Marchose después a otro punto, donde creía hacer falta, y sin él nos aturdimos de nuevo. Aquel hombre traía consigo una luz milagrosa, que nos permitía ver mejor el sitio y medir nuestros movimientos y los de los franceses, para que estos no pudieran echársenos encima. Los soldados enemigos morían como moscas al pie de la brecha; pero de los nuestros caían también por docenas. Recuerdo que un compañero mío muy amado fue herido en el pecho y cayó junto a mí en uno de los momentos de mayor apuro, de más vivo fuego, de verdadera angustia y cuando un ligero esfuerzo de más o de menos por una parte u otra habría decidido si la muralla quedaba por Francia o por España. El desgraciado muchacho quiso levantarse, pero inútilmente. Dos monjas se acercaron, despreciando el fuego, y lo apartaron de allí.
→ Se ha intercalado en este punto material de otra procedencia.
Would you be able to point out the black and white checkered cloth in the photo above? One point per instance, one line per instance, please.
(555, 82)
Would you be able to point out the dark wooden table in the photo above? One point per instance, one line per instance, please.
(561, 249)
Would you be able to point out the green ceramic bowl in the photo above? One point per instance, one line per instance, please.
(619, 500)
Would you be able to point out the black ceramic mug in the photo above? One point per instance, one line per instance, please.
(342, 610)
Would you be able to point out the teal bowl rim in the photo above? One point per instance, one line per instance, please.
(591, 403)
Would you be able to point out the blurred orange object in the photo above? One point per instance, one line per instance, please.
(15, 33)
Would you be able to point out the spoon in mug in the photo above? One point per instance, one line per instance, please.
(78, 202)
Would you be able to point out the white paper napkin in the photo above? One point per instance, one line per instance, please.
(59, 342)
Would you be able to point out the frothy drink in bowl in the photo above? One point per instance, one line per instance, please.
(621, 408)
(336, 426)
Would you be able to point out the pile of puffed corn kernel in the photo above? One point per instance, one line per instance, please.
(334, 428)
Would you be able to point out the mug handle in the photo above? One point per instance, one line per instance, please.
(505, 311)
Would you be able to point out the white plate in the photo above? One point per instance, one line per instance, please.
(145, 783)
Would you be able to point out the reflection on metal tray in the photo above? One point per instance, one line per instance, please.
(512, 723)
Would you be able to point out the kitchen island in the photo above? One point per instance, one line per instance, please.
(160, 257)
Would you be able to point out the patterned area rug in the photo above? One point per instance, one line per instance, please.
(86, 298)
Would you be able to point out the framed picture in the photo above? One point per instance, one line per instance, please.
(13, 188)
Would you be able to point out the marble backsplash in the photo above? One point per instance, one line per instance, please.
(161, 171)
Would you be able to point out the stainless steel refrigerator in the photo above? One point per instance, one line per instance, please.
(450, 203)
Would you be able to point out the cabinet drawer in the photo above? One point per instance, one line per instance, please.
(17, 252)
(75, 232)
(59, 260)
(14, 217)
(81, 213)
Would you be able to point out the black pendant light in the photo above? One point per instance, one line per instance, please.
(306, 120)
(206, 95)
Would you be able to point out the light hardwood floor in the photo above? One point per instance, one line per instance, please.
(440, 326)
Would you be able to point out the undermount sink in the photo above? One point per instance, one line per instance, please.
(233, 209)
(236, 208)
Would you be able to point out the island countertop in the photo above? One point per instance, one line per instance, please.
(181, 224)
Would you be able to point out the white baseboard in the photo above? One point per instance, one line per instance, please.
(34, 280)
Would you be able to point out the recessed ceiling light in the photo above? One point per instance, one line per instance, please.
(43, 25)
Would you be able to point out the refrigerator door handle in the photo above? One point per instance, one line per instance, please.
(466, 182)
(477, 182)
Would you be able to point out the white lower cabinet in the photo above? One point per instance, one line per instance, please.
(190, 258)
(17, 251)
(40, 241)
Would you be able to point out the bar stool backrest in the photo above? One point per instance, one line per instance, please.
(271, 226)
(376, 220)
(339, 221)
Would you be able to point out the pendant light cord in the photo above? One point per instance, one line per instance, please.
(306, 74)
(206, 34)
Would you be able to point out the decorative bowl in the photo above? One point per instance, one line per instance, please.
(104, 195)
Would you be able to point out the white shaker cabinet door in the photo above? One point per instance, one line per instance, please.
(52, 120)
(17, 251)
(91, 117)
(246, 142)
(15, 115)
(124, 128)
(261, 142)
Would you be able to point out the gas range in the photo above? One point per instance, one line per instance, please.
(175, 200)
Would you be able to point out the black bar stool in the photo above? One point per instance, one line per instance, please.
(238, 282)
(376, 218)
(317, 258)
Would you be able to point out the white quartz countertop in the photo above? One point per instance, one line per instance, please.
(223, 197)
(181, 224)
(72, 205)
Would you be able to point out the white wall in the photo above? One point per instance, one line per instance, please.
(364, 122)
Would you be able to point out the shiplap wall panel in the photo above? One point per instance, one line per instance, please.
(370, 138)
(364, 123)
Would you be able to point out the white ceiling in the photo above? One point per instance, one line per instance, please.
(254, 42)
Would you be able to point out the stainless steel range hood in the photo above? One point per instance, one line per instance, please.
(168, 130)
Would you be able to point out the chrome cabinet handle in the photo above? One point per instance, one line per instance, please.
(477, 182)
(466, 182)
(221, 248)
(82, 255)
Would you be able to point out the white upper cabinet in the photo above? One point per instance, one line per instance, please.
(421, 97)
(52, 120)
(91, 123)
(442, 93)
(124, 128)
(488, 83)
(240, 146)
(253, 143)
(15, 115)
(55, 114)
Pero la pérdida más sensible fue la del jefe don Rodulfo Marshall. Tengo la gloria de haberle recogido en mis brazos en el mismo boquete de la brecha, y no se me olvidará lo que dijo poco después, tendido en la calle en el momento de expirar: «Muero contento por causa tan justa y por nación tan brava».
Cuando esto pasó, ya los franceses indicaban haber desistido de entrar en la ciudad por aquella parte. Y hacían bien, porque estábamos cada vez más decididos a no dejarles entrar. Si a tiros no lográbamos contenerlos, los acuchillábamos sin compasión; y como esto no bastara, aún teníamos a la mano las mismas piedras de la muralla para arrojarlas sobre sus cabezas. Esta era un arma que manejaban las mujeres con mucho denuedo, y desde los contornos llovían guijarros de medio quintal sobre los sitiadores. Cuando la función en la muralla de Santa Lucía terminaba, no nos veíamos unos a otros, porque el polvo y el humo formaban densa atmósfera en toda la ciudad y sus alrededores, y el ruido que producían las doscientas piezas de los franceses vomitando fuego por diversos puntos, a ningún ruido de máquinas de la tierra ni de tempestades del cielo era comparable. La muralla estaba llena de muertos que pisábamos inhumanamente al ir de un lado para otro, y entre ellos algunas mujeres heroicas expiraban confundidas con los soldados y patriotas. La señora Sumta estaba ronca de tanto gritar, y D. Pablo Nomdedeu, que había arrojado muchas piedras, tenía los dedos magullados; pero no por esto dejaba de cuidar a los heridos, ayudándole muchas señoras, algunas monjas y dos o tres frailes, que no valían para cargar un arma.
De pronto veo venir un chico que se me acerca haciendo cabriolas, saludándome desde lejos a gritos y esgrimiendo un palo en cuya punta flotaba el último jirón de su barretina. Era Manalet.